La paix se rapproche dans le Caucase du Sud troublé


Imaginez si la Russie se retirait de tout le territoire ukrainien occupé et que les russophones de la région du Donbass et de la Crimée renonçaient au séparatisme en échange de l’autonomie et des droits civiques. Compte tenu de la soif de Vladimir Poutine d’annexer une grande partie de l’Ukraine et de son attaque contre l’identité nationale ukrainienne, un tel résultat est actuellement hors de portée. Mais pour une grande partie du monde, cela semblerait une solution raisonnable.

Dans le conflit qui dure depuis 35 ans entre les États du sud du Caucase, l’Arménie et l’Azerbaïdjan, un règlement dans ce sens commence à sembler possible. Le 22 mai, Nikol Pashinyan, Premier ministre arménien, a déclaré qu’il était prêt à reconnaître la souveraineté azerbaïdjanaise sur le Haut-Karabakh, une enclave peuplée d’Arméniens en Azerbaïdjan. Sa principale condition était que le gouvernement de Bakou protège les droits et la sécurité des quelque 120 000 Arméniens du Karabakh.

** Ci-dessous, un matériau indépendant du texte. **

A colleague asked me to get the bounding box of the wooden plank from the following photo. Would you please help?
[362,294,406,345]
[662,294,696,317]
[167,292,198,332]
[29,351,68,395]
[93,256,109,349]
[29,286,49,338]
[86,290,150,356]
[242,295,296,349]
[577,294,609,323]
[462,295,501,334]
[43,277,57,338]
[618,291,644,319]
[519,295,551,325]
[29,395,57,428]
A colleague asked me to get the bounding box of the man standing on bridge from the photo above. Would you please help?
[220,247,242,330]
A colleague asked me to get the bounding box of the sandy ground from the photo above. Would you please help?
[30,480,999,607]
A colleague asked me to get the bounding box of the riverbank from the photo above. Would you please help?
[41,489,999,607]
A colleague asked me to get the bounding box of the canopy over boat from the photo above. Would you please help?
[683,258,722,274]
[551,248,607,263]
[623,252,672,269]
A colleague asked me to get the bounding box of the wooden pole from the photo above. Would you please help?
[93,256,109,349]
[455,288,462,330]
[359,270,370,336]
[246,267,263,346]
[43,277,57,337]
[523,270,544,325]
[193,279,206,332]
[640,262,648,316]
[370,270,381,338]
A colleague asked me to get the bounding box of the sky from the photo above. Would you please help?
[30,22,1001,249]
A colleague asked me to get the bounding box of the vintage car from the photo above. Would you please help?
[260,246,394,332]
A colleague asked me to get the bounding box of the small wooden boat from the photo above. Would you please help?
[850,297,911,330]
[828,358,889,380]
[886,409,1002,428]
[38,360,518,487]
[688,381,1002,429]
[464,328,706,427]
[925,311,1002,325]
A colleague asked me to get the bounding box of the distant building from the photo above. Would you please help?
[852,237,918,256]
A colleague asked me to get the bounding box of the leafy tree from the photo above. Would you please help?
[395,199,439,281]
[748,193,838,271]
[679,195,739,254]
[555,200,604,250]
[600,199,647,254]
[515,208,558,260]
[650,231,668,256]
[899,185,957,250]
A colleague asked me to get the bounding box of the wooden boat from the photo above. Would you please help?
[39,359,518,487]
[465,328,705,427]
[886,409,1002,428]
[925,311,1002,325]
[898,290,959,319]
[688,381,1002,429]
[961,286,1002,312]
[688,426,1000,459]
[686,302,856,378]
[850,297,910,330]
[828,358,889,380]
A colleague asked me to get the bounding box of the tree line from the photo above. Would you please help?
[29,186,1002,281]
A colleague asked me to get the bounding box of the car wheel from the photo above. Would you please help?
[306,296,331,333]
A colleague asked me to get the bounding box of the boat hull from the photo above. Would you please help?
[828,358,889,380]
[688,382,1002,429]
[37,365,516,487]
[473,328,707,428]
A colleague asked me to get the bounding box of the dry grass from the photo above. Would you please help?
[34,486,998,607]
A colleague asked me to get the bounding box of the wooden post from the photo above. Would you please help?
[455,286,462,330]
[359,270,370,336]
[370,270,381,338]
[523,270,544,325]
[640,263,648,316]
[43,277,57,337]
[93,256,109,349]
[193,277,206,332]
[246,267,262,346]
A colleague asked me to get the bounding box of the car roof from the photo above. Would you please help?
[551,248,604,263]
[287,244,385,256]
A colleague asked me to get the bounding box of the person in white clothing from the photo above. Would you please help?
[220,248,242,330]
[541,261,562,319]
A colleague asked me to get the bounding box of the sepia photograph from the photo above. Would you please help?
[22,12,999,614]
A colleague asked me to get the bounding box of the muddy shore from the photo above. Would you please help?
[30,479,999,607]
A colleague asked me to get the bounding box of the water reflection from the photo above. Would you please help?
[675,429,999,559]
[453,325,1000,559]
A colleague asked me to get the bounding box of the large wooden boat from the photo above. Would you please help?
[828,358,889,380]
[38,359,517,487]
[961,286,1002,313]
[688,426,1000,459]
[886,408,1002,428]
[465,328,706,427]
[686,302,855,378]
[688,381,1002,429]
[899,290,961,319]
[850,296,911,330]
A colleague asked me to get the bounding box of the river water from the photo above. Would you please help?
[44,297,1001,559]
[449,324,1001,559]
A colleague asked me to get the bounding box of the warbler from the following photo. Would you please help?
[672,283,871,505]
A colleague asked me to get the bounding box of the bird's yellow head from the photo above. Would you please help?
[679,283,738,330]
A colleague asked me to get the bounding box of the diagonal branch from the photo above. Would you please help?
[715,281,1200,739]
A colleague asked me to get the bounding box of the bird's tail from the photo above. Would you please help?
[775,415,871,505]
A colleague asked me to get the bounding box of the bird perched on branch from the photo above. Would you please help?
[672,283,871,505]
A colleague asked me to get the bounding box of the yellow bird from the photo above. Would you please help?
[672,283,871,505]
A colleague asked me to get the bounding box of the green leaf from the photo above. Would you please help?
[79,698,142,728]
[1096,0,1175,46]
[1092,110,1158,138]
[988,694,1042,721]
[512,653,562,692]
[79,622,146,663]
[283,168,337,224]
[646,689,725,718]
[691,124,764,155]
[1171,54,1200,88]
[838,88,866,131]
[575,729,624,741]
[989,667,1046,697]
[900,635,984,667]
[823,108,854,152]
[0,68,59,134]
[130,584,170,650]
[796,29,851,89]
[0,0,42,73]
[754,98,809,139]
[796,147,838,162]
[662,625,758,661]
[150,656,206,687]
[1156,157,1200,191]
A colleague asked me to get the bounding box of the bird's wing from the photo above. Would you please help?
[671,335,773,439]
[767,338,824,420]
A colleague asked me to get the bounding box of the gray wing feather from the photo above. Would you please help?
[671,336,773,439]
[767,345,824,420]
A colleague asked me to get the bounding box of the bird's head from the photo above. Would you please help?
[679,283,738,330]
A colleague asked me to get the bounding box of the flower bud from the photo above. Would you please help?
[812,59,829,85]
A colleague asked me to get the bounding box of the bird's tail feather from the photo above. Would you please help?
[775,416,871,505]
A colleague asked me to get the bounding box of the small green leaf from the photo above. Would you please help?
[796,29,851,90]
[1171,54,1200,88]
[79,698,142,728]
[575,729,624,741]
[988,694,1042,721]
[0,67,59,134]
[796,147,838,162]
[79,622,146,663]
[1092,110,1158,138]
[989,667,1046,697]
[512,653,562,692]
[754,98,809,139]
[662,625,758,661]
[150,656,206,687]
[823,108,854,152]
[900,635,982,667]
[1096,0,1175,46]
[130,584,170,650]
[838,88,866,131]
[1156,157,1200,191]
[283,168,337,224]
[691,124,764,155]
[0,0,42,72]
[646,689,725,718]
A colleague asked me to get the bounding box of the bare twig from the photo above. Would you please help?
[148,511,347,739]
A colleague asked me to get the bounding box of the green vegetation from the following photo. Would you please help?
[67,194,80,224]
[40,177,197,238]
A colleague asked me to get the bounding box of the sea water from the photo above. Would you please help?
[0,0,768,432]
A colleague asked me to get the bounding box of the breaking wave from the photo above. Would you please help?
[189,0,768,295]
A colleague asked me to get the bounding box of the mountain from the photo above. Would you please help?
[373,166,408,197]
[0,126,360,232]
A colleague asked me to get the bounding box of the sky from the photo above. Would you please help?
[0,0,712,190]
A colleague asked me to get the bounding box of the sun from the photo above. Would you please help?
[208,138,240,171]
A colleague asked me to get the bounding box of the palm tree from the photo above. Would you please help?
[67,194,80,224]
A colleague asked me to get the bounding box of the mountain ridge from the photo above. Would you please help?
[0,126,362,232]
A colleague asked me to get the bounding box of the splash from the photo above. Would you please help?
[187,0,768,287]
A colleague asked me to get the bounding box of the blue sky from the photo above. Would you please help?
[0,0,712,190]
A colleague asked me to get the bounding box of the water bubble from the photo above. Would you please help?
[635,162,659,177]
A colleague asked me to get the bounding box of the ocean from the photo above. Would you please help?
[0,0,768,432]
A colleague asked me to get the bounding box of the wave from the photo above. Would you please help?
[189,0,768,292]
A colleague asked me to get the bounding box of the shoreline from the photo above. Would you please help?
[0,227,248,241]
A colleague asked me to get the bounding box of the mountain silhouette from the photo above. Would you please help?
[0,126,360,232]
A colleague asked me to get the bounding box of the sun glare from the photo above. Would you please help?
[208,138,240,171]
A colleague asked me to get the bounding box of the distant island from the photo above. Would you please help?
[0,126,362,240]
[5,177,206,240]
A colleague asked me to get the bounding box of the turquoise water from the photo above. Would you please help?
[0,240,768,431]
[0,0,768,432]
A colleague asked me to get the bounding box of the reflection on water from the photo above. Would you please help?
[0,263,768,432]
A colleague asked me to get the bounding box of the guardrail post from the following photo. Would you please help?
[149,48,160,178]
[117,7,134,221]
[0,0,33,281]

Pour sa part, Ilham Aliyev, président azerbaïdjanais, a déclaré la semaine dernière qu’il voyait « une possibilité de parvenir à un accord de paix, étant donné que l’Arménie a formellement reconnu le Karabakh comme faisant partie de l’Azerbaïdjan ».

Un accord enverrait quatre messages au monde. Premièrement, cela mettrait fin au plus ancien conflit territorial non résolu de l’ex-Union soviétique, un conflit parfois férocement combattu qui a commencé en 1988. Deuxièmement, cela contribuerait à la stabilité du Caucase du Sud, un point de rencontre fragile des civilisations où l’UE, les États-Unis, la Russie , la Turquie, l’Iran et la Chine se frottent avec inquiétude. Troisièmement, un accord suggérerait que, malgré la guerre en Ukraine et nonobstant le fait que leurs efforts diplomatiques dans le Caucase du Sud ne sont pas exactement coordonnés, les gouvernements occidentaux et la Russie pourraient trouver dans leur intérêt de régler un conflit notoirement insoluble.

La quatrième leçon est plus révélatrice des dures réalités de la géopolitique. L’une des raisons pour lesquelles un règlement est en vue est que l’Azerbaïdjan a pris le dessus dans sa lutte militaire contre l’Arménie. Sans aucun doute, cette leçon ne sera pas perdue pour les Ukrainiens.

Pendant une guerre en 1991-1994, au cours de laquelle quelque 30 000 personnes ont été tuées, l’Arménie a pris le contrôle du Haut-Karabakh et, en partie ou en totalité, de sept régions qui l’entourent. Il détenait environ 13,6 % du territoire internationalement reconnu de l’Azerbaïdjan. Au cours d’une guerre de six semaines en 2020 qui a coûté la vie à 8 000 autres personnes, les forces azerbaïdjanaises ont repris presque toutes les terres perdues. Depuis, Bakou a poussé son avantage, induisant la concession de Pashinyan sur le Haut-Karabakh.

Un règlement de paix n’est en aucun cas certain. Lors d’une réunion à Moscou le 25 mai, présidée par Poutine, Pashinyan et Aliyev ont échangé des mots de colère sur la décision de Bakou de mettre en place un point de contrôle sur le couloir Lachin. Il s’agit d’une autoroute qui traverse l’Azerbaïdjan et est la seule route reliant l’Arménie au Haut-Karabakh. Pour le peuple pressé du Haut-Karabakh, le point de contrôle réveille de vieilles craintes selon lesquelles l’objectif à long terme de l’Azerbaïdjan est de nettoyer ethniquement l’enclave des Arméniens.

Cela pointe vers un autre obstacle. La concession de Pashinyan a suscité l’indignation dans le Haut-Karabakh et dans une grande partie de la société arménienne, où le rêve d’un espace politique unique unissant l’enclave à l’Arménie semble s’effondrer. Mais les options de l’Arménie et du Haut-Karabakh sont limitées. Les relations d’Erevan avec Moscou sont médiocres en raison du refus de l’Organisation du Traité de sécurité collective, un bloc militaire dirigé par la Russie, de prendre le parti de l’Arménie lors des récents affrontements avec l’Azerbaïdjan. Les États-Unis et l’UE soutiennent la restauration de l’intégrité territoriale de l’Azerbaïdjan — avec des garanties pour le peuple du Haut-Karabakh.

Pourtant, si l’Occident et la Russie peuvent empêcher leur antagonisme à propos de l’Ukraine de se répandre dans le sud du Caucase, et si l’Azerbaïdjan apaise les craintes des Arméniens du Karabakh, la paix peut être possible. Ce serait tout un exploit dans un monde troublé.